Si esto es así, si así de verdad fuera, qué diminutas escenas habrán desfilado por la cabeza o los ojos semicerrados o parpadeantes, quizás, o sellados por el dolor de la agonía, tal vez, de Julio Beltzer.
Dejo de lado, deliberadamente, el vasto territorio en el que se desenvolvieron los afectos, el relieve que confirieron cada una de esas estampas, sus dulces ramificaciones y el esplendor de su luminosidad.
Quiero pensar en la cabeza de un creador; en las rutas que imprimieron una cartografía de sus creaciones; en la paleta de colores que fueron dibujando sus puestas; en la música de escena que construyó con sus sonidos y silencios; en la arquitectura de las escenografías que contuvieron las velocidades y los ritmos de los desplazamientos de los actores que dirigió.
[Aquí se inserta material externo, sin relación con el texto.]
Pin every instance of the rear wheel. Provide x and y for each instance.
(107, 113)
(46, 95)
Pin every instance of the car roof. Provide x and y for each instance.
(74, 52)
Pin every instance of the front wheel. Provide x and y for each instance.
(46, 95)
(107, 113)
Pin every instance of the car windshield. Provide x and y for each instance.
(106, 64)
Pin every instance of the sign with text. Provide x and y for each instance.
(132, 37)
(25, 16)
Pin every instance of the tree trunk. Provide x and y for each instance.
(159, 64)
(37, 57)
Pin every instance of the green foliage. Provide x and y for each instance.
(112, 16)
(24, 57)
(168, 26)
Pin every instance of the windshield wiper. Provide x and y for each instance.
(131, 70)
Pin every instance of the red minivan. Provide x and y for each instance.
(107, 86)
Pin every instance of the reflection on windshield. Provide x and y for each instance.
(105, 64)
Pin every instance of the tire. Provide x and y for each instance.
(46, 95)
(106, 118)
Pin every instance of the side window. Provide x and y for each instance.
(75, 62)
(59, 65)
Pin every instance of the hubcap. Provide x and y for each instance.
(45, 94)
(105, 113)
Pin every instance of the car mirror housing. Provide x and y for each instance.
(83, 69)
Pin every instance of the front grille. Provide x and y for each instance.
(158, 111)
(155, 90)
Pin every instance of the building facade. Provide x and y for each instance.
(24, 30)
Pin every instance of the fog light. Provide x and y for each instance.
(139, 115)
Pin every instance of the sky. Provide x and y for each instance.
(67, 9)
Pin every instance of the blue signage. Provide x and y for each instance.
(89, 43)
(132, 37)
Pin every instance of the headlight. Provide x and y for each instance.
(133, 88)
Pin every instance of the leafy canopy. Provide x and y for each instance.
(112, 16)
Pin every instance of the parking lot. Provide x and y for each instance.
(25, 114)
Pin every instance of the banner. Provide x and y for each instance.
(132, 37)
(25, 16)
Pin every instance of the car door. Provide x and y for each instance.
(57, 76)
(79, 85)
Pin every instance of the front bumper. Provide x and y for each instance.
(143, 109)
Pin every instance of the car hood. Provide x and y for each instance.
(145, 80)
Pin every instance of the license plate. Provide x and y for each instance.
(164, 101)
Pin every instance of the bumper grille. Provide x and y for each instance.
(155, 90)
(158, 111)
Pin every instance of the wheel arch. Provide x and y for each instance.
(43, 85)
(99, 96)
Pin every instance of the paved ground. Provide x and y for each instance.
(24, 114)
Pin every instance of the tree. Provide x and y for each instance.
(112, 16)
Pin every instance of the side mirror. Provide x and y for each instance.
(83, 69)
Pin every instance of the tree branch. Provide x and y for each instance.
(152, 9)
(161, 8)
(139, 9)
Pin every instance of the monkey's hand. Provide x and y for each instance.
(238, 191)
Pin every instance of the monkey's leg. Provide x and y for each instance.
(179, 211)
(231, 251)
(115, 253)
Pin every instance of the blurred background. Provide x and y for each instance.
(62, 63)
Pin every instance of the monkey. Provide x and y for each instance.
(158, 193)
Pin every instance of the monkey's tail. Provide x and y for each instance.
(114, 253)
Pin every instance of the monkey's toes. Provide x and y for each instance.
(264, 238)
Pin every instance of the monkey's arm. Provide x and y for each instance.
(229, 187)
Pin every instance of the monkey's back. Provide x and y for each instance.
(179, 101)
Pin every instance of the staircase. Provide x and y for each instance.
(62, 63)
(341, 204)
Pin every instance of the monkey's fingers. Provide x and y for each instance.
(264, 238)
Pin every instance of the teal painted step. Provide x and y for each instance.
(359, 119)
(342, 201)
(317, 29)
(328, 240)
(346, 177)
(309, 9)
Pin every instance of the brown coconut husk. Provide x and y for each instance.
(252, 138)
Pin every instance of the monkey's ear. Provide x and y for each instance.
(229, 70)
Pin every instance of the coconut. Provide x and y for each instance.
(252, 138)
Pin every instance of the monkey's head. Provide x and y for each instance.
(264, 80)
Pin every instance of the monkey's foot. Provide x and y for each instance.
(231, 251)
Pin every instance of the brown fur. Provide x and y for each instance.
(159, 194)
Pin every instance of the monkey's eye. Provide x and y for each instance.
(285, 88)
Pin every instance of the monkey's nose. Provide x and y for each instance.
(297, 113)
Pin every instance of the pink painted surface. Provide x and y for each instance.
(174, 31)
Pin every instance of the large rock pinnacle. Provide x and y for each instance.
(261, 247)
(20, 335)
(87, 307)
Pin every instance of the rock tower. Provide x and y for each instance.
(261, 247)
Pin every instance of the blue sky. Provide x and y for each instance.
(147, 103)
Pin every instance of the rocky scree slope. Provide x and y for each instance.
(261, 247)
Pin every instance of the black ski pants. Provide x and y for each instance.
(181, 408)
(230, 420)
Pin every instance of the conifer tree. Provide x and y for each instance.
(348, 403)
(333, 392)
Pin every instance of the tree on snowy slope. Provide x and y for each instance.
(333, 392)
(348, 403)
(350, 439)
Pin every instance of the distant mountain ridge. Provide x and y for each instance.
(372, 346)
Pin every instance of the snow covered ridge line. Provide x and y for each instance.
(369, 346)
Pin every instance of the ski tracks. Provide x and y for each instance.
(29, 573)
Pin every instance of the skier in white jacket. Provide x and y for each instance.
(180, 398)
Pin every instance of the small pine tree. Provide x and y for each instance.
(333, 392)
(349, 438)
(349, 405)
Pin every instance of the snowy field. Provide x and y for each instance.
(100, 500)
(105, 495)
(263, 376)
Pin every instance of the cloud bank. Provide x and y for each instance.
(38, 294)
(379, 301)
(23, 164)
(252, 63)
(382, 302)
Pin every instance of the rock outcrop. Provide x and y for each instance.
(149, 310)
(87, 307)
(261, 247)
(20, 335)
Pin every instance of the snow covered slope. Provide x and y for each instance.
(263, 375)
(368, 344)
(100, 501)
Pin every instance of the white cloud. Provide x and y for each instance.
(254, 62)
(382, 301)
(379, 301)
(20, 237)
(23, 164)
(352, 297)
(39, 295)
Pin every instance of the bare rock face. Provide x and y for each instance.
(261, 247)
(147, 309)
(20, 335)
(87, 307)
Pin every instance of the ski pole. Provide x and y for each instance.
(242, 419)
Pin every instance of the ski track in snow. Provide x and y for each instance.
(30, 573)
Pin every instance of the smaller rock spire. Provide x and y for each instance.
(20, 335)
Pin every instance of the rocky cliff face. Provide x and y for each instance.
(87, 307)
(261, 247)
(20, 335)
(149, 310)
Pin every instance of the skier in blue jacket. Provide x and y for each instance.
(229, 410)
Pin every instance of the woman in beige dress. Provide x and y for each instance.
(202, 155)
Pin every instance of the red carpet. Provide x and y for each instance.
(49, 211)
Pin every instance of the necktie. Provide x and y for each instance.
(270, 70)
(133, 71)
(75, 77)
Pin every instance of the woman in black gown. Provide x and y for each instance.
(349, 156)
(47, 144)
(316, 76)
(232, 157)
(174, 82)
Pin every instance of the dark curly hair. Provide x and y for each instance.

Desde ese instante tan fugaz como la disciplina que Beltzer esculpió, Rulfo presta un páramo en el que brota la piedad; Peter Weiss monta y desmonta la maquinaria que subraya la despersonalización del mundo; Constantini diluye el baño de sangre de la Historia con sus dioses, hombrecitos y policías.
Desde una balsa en alta mar, las contradicciones y la incomunicación reman en el vacío; Gambaro vibra con la Malasangre mientras Enrique Butti desorganiza el logos cartesiano para que juegue a pleno la fantasía y la magia ambulante: ¡Ayaiai!.
La Rosa desangra sus horas en la espera mientras los actores prenden y apagan las luces de otra puesta memorable; Piglia, la loca y el relato de un crimen desnudan la crueldad de una ciudad en donde sólo los discursos psicóticos permiten develar la verdad.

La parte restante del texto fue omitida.